DECATUR — Officials are eyeing an October completion date for sewer work in the Nelson Park area, some six years since the project was first identified.
This summer marks the second year of the work in Nelson Park and the nearby neighborhoods, as crews work to install about 12,000 feet of storm sewer in the area, in addition to repairing roads in the neighborhood once the new pipes have been installed.
Once completed, the $3.6 million project should put an end to basement backups and flooded streets that have plagued the eastside neighborhood for years.
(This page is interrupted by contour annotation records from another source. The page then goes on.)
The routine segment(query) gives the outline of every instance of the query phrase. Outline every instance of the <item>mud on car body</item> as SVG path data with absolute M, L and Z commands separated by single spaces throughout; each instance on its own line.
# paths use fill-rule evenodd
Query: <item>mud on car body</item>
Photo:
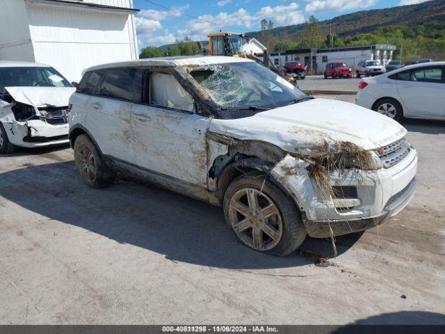
M 68 143 L 68 100 L 75 88 L 54 68 L 0 62 L 0 153 L 15 146 Z
M 268 253 L 375 226 L 414 194 L 416 153 L 401 125 L 314 99 L 247 59 L 97 66 L 70 103 L 88 185 L 120 172 L 222 206 L 239 239 Z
The need for improvements was first flagged by the city in a 1966 drainage study.
"The jury is still out, but it's got to be better," said Brad Berry, a 20-year Nelson Park resident and secretary of the area's neighborhood group.
Berry said he hadn't experienced basement flooding himself, but had heard over the years from other neighbors who have. "If everything works according to plan, it shouldn't be a problem anymore," he said.
City Engineer Paul Caswell said the work is the largest storm sewer improvement the city has undertaken in years.
“We’ve had to search back for the last project we did of this magnitude for storm sewers,” he said.
The cost of the work is being paid for through a loan from the Illinois Environmental Protection Agency. The city will pay back the loan over a 20-year period at an interest rate of 1.75 percent.
The sewer project is part of an agreement with the EPA, which is requiring the city to address sewer issues such as increasing sewer cleaning and de-rooting, reducing basement backups for residents and eliminating inflow connections. Previous estimates of the work puts the total cost at $70 million.
The city originally planned to tackle the work in the Nelson Park neighborhood in 2012 as part of a capital project. Preliminary designs led to a $4 million cost estimate, and the work was put on hold as city officials tried to identify sufficient funding.
Caswell said they have wanted to take on the area for years, as they have heard complaints from neighbors about basements flooding and some flooding on the streets as well.
This project is especially notable because crews are doing what is called a combined sewer separation. Where before storm water and sewage was carried through the same pipes, this project will allow the storm water to drain into Lake Decatur, while the sewage will head to the sanitary district.
“It’s the first sewer separation project they’ve done in my lifetime,” said Matt Newell, the city’s director of public works, who has been with the office for about 30 years.
Work began last summer, with crews working on sewage in Nelson Park and the very southern parts of the neighborhood north of the park. Construction shut down over the winter, and started back up again this June.
Since they are working in a neighborhood, Caswell said crews are going “piece-by-piece,” with the new sewer pipes being laid in sections. Once installed, another crew will come in to repair the road. Once they are completed, sewer work begins on the next section.
The idea is to have as little impact as possible on the neighbors in the area, Caswell said. And for the most part, he said neighbors have been very understanding.
“We don’t want to impact the neighborhood,” he said. “We want to make a smaller footprint with our work.”
Berry said the crews so far have worked efficiently and not created any issues for the neighborhood.
"They’re doing their best to keep traffic moving. Considering the scope of the project, they’re doing a good job of that," he said. "We’ll see how they put everything back together."